What Enns presents here is a Christotelic reading of the Scriptures.(154) At times, I have wished that we had a recording of what Christ did when he took his disciples through the law and the prophets. Yet, I think we have in the NT this hermeneutic in practice, a gospel hermeneutic or an evangelical interpretative practice that does far more and is more life-giving than the prophecy-fulfillment models that is pervasive in much of the apologetic literature.

Enns notes that often evangelicals want to distance the NT writings from the writings of their contemporaries. What have the Essenes to do with Jerusalem? Yet, he argues, and I agree,

“The incarnational analogy outlined in this book suggests another way of approaching the problem: we must begin our understanding of apostolic hermeneutics by first understanding, as best we can, the interpretive world in which the New Testament was written.“(116)
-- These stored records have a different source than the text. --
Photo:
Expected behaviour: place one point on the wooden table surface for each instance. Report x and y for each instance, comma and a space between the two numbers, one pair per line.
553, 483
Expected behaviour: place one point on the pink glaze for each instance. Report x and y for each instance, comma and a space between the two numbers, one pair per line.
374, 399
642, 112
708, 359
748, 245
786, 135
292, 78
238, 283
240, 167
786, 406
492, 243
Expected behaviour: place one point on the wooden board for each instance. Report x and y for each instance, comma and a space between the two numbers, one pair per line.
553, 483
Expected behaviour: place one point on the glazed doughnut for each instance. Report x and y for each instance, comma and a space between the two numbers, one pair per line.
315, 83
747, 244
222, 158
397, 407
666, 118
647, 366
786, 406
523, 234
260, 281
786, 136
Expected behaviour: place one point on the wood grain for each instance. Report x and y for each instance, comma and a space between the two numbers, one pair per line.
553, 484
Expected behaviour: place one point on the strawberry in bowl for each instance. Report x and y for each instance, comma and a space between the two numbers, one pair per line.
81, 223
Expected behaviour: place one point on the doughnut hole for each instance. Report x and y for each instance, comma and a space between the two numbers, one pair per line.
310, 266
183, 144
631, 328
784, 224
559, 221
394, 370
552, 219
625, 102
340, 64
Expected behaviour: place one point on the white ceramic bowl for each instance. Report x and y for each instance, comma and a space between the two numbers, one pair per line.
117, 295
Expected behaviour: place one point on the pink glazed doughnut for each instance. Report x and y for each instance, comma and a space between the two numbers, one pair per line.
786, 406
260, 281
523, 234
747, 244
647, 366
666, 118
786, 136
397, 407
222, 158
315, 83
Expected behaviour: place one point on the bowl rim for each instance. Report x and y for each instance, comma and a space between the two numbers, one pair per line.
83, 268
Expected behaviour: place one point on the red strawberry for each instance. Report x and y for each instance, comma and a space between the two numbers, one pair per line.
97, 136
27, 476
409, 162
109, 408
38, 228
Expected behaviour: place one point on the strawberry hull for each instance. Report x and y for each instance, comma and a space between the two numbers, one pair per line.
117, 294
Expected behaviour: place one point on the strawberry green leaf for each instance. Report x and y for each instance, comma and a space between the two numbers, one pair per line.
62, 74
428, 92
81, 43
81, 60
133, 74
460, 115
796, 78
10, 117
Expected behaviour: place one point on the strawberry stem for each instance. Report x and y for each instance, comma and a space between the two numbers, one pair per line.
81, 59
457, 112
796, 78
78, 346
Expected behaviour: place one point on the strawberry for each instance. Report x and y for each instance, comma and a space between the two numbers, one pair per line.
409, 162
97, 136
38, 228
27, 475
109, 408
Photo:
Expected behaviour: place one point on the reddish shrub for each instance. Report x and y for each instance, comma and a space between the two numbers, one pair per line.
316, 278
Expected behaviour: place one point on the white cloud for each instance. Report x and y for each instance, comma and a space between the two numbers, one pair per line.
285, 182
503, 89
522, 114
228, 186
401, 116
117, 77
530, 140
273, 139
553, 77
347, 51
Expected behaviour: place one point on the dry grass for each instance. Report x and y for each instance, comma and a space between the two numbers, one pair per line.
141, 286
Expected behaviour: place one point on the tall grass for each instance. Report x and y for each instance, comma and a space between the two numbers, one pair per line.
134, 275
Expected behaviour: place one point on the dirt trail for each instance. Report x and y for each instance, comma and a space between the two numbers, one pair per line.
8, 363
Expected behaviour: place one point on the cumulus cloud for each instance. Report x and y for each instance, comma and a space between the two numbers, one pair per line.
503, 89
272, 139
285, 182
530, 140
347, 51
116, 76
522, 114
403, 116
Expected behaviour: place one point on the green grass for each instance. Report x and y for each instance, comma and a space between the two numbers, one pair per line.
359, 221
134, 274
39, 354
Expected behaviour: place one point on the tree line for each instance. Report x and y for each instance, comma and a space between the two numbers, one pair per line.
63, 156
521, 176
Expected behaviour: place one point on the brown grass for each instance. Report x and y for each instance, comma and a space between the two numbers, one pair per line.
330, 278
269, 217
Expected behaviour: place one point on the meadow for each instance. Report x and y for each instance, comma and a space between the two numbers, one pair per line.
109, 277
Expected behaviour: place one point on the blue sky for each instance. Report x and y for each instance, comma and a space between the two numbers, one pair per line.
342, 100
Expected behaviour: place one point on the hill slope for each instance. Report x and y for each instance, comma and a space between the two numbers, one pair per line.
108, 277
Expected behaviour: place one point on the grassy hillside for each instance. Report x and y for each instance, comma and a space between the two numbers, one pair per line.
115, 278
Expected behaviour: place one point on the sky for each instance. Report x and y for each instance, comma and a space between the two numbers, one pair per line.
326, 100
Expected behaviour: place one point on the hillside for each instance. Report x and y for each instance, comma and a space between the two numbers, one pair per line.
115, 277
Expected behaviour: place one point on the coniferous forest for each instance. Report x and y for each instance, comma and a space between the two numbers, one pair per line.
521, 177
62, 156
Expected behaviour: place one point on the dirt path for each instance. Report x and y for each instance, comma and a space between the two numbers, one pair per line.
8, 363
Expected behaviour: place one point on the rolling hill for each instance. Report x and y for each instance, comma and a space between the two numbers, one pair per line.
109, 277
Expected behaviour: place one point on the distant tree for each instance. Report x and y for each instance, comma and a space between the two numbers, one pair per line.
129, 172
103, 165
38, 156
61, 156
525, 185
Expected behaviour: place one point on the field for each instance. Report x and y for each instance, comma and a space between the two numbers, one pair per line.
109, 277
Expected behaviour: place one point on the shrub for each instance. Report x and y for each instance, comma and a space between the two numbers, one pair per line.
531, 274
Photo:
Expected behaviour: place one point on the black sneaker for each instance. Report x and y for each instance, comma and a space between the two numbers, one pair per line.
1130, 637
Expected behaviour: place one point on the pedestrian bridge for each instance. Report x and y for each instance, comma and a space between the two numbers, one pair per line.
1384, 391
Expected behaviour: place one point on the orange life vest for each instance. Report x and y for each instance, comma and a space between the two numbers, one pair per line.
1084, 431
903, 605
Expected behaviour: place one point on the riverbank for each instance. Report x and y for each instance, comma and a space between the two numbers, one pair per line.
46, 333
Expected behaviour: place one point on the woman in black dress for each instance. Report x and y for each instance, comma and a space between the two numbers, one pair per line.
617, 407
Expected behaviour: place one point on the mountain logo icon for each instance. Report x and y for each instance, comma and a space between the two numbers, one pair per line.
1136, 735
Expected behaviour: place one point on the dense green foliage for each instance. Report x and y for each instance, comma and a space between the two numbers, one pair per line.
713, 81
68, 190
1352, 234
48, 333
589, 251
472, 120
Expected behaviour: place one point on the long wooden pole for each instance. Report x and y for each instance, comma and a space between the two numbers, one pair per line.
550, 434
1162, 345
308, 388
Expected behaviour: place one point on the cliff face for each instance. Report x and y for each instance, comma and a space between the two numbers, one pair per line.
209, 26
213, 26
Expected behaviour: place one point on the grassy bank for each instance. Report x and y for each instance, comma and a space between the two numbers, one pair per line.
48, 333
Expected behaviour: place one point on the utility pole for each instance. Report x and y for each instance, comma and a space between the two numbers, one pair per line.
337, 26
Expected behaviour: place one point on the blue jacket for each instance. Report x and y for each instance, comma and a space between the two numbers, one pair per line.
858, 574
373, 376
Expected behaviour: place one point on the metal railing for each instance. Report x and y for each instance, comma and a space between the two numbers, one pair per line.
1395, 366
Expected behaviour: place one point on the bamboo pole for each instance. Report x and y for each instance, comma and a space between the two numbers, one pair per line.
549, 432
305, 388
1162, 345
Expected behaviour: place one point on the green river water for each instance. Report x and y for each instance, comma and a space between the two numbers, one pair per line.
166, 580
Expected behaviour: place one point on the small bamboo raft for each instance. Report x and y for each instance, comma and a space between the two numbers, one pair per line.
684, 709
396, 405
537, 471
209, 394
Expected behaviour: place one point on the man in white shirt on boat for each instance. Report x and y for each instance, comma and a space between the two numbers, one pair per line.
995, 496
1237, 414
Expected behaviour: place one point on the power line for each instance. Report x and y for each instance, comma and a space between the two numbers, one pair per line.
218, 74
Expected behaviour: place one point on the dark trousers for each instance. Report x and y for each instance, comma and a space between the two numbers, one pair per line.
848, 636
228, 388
With this historical approach to the text in mind, Enns provides his readers with examples of interpretive practices in the Second Temple Period and then demonstrates how the NT authors employed similar hermeneutical practices.

In the final pages of this chapter, Enns grapples with the question of whether or not we are able to or should follow the apostolic hermeneutic. While acknowledging that their hermeneutical practices remain rather foreign to most of us, he argues quite forcefully that we can and should follow the Apostles. He suggests that we may need to separate the hermeneutical goal from the exegetical method. He suggests that the method serves the Christotelic goal rather than the other way around. That is, the “right” method does not necessarily take us to the goal. He reminds us that biblical interpretation is as much art as it is science. He may be understating things here. I will go out on a limb and say that biblical interpretation is more of an art than a science. (See Robert Alter’s The Art of Biblical Narrative and V. Philip Long’s The Art of Biblical History)

I personally found the final pages of this chapter inspiring and freeing. After all, the Apostles did not right a hermeneutical method, they wrote narratives and letters.

For a good example of a Christotelic and gospel-focused interpretation in action, see Bob Ekblad’s Reading the Bible with the Damned.